Mas há uma literalidade da imagem à qual deve se conformar, antes de mais, todo comentário literário de imagens. Se a imagem é menos o que é mostrado do que o que mostra, é porque ela não é lugar, como se tenta acreditar por conforto, mas ato; é também porque ela engaja mais do que é engajada, e porque não há nada na imagem se já não há nada sem ela. Essa imagem absoluta, que basta em si mesma e não entrega outra realidade além da sua, como poderíamos querer que ela carregue ou encerre significações que não sejam ela? Digamos, antes, que ela as alimenta, como uma presa a um vampiro.
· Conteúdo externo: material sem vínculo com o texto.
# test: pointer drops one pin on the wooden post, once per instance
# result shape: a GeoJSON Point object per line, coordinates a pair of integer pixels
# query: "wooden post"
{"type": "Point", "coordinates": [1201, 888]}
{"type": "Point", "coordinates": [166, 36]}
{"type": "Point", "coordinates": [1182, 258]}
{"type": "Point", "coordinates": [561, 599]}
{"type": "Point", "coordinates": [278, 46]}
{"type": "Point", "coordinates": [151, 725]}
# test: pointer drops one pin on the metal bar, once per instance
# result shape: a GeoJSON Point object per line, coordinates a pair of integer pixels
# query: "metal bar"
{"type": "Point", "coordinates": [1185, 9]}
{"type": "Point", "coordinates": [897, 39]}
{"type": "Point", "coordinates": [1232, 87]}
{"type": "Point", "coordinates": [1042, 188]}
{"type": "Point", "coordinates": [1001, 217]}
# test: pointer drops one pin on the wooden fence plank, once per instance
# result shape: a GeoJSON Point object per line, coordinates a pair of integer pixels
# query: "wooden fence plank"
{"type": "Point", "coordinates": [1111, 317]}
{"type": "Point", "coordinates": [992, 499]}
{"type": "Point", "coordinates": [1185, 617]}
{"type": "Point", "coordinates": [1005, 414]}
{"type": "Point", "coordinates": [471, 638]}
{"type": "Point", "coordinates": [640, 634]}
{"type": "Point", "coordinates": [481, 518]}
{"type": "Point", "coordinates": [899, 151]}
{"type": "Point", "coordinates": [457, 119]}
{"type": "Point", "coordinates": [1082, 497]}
Se pensar a linguagem não é “confundir as palavras e as coisas”, ler o cinema não é confundir fatos de imagem e fatos de existência, objetos fílmicos e objetos políticos. Se (como parece fazê-lo Philippe Sollers) acusarmos Godard, por exemplo, de opor, em uma mesma cena de filme, uma personagem fictícia (Véronique Supervielle) a uma personalidade real (Francis Jeanson), é porque supomos possível a coexistência, no próprio interior do filme e da matéria cinematográfica, de duas ordens de realidade, uma imaginada e outra documental. Mas, diante de Véronique, Francis Jeanson nunca é mais do que uma imagem em uma imagem, que se refere apenas a ela mesma, é em si mesma sua única e total realidade, sendo tanto ficção quanto documento. Em A Chinesa, a imagem de Francis Jeanson é, durante seu tempo de exposição, toda a realidade material da abstração chamada “Francis Jeanson”.
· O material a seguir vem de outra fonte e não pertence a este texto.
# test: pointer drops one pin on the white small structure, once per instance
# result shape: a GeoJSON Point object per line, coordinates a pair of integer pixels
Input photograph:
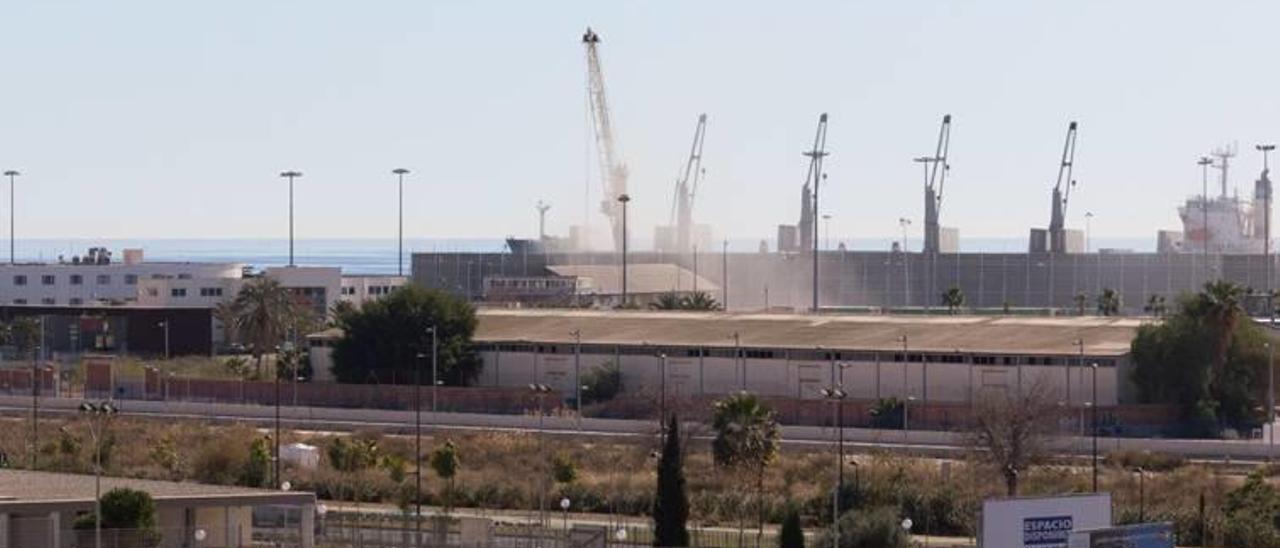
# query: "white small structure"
{"type": "Point", "coordinates": [301, 455]}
Ficção e documento, imaginário e real, onirismo e realismo, todas essas dicotomias cômodas pelas quais o discurso sobre o cinema não cessou de passar, certos filmes (recentemente Quando Duas Mulheres Pecam, A Bela da Tarde, O Homem da Cabeça Raspada, O Fofoqueiro, Jaguar ou este) nos convidam a evitá-las: falemos do cinema tomando como única realidade do filme o próprio filme – sem referência a qualquer realidade exterior que seja. O que é visível e audível (legível), qual seja, cinematograficamente.
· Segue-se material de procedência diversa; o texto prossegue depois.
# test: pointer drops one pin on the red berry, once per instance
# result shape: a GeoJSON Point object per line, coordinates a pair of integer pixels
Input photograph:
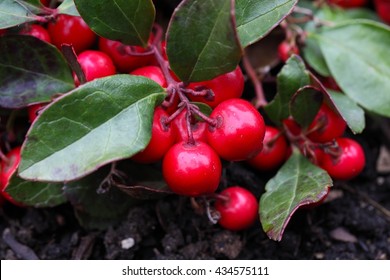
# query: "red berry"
{"type": "Point", "coordinates": [152, 72]}
{"type": "Point", "coordinates": [37, 31]}
{"type": "Point", "coordinates": [226, 86]}
{"type": "Point", "coordinates": [239, 132]}
{"type": "Point", "coordinates": [349, 3]}
{"type": "Point", "coordinates": [125, 62]}
{"type": "Point", "coordinates": [181, 132]}
{"type": "Point", "coordinates": [95, 64]}
{"type": "Point", "coordinates": [326, 126]}
{"type": "Point", "coordinates": [285, 50]}
{"type": "Point", "coordinates": [238, 210]}
{"type": "Point", "coordinates": [382, 8]}
{"type": "Point", "coordinates": [72, 30]}
{"type": "Point", "coordinates": [33, 110]}
{"type": "Point", "coordinates": [273, 153]}
{"type": "Point", "coordinates": [192, 169]}
{"type": "Point", "coordinates": [162, 139]}
{"type": "Point", "coordinates": [7, 169]}
{"type": "Point", "coordinates": [348, 164]}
E quanto às imagens de A Chinesa, elas não descrevem uma realidade nem uma ficção políticas; elas são essa realidade ou essa ficção: melhor, elas as fazem. A forma, em Godard, precede a formulação. Assim, longe de a política estender sua armadilha sobre o filme, ela nasce e se desdobra em seu interior tal como outras aventuras formais, ela se move plasticamente, e sem dúvida escaparia rapidamente do filme se o esquadro dos eixos, a retidão dos ângulos, a intensidade das cores, a certeza dos movimentos, a lógica dos raccords, a decupagem plano a plano, classe a classe, sistema a sistema, não pusesse tão honestamente os pontos nas imagens.
Originalmente publicado em: Cahiers du cinéma, nº 194, outubro de 1967.